Given the present limitations on low-cost printers’ ability to print complex objects and electronics, it is still early for electronic component manufacturers worry about IP implications of 3D printing. For now, the greatest IP threat may be to manufacturers of goods that are already similar to what existing low-cost 3D printers are capable of outputting. Barbie’s recent news-generating 3D-printer-assisted makeover should cause toy manufacturers to pause and think about 3D printing. But according to John Blyler at Chip Design, semiconductor manufacturers should possibly start paying attention too:
What happens, though, as 3D printing technology matures – as did the consumer PC market with ever-decreasing costs and increasing capabilities? There may well come a time when 3D printers are of such quality and proliferation that they impinge upon commercial manufacturers and abuse patent and IP rights. Could the major semiconductor fabs eventually surrender low-cost, low-production-volume product lines to an army of 3D printers (see RepRap)?

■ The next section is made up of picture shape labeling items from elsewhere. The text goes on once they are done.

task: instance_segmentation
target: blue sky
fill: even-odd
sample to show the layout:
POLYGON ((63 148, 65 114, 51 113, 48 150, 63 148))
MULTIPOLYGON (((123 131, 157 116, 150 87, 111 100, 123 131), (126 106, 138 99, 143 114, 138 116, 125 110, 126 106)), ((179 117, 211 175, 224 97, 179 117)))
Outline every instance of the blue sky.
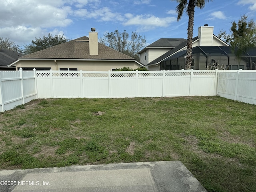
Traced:
MULTIPOLYGON (((176 1, 170 0, 1 0, 0 37, 22 47, 48 33, 68 39, 88 36, 95 28, 99 38, 116 28, 145 36, 147 44, 160 38, 187 38, 188 17, 177 22, 176 1)), ((256 21, 256 0, 213 0, 195 12, 194 36, 208 24, 217 35, 230 32, 243 14, 256 21)))

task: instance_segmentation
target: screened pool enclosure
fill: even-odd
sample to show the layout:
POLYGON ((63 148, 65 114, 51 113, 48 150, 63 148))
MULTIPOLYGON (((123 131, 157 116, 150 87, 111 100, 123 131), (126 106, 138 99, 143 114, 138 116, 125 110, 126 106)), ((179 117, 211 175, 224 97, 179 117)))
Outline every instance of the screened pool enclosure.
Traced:
MULTIPOLYGON (((178 52, 162 61, 160 70, 176 70, 185 68, 186 50, 178 52)), ((191 68, 205 70, 218 69, 255 70, 256 48, 244 52, 238 59, 231 52, 230 47, 197 46, 192 48, 193 62, 191 68)))

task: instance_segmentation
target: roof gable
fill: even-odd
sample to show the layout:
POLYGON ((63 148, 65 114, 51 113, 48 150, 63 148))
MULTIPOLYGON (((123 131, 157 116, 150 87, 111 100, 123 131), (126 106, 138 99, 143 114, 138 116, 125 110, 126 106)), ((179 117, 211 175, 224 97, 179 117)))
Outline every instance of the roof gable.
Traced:
POLYGON ((20 57, 22 59, 131 60, 135 59, 98 43, 98 55, 90 55, 86 36, 20 57))
MULTIPOLYGON (((214 40, 217 42, 219 42, 220 44, 222 44, 222 46, 230 46, 228 44, 225 43, 224 41, 222 40, 220 38, 218 38, 217 36, 215 35, 213 35, 212 36, 212 38, 214 38, 214 40)), ((196 41, 198 40, 199 38, 198 36, 194 37, 193 38, 192 41, 193 43, 195 42, 196 41)), ((148 64, 146 65, 146 66, 151 65, 154 64, 157 64, 160 62, 161 61, 171 56, 172 55, 174 54, 174 53, 178 52, 182 50, 182 49, 185 48, 187 44, 187 42, 188 42, 188 40, 186 40, 186 41, 182 42, 182 43, 180 44, 178 46, 176 47, 173 49, 167 52, 165 54, 161 55, 160 57, 157 58, 155 60, 152 61, 150 63, 148 63, 148 64)))
POLYGON ((150 48, 174 48, 185 41, 186 40, 183 38, 161 38, 148 45, 138 53, 141 53, 150 48))
POLYGON ((7 66, 22 55, 16 51, 1 48, 0 49, 0 66, 7 66))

This idea might not be as crazy as it seems. In a manner similar to the photo-lithography used in today’s IC manufacturing, stereo-lithography – or optical fabrication – is a 3D printing technology based on ultra-violet-curable resins. Both photo- and stereo-lithography use standard patterning techniques to create a multilayered product.
Still, Blyler has his doubts that 3D printing will ever have a major impact on the business of semiconductor manufacturers. Personally, I’m less sure that’s true.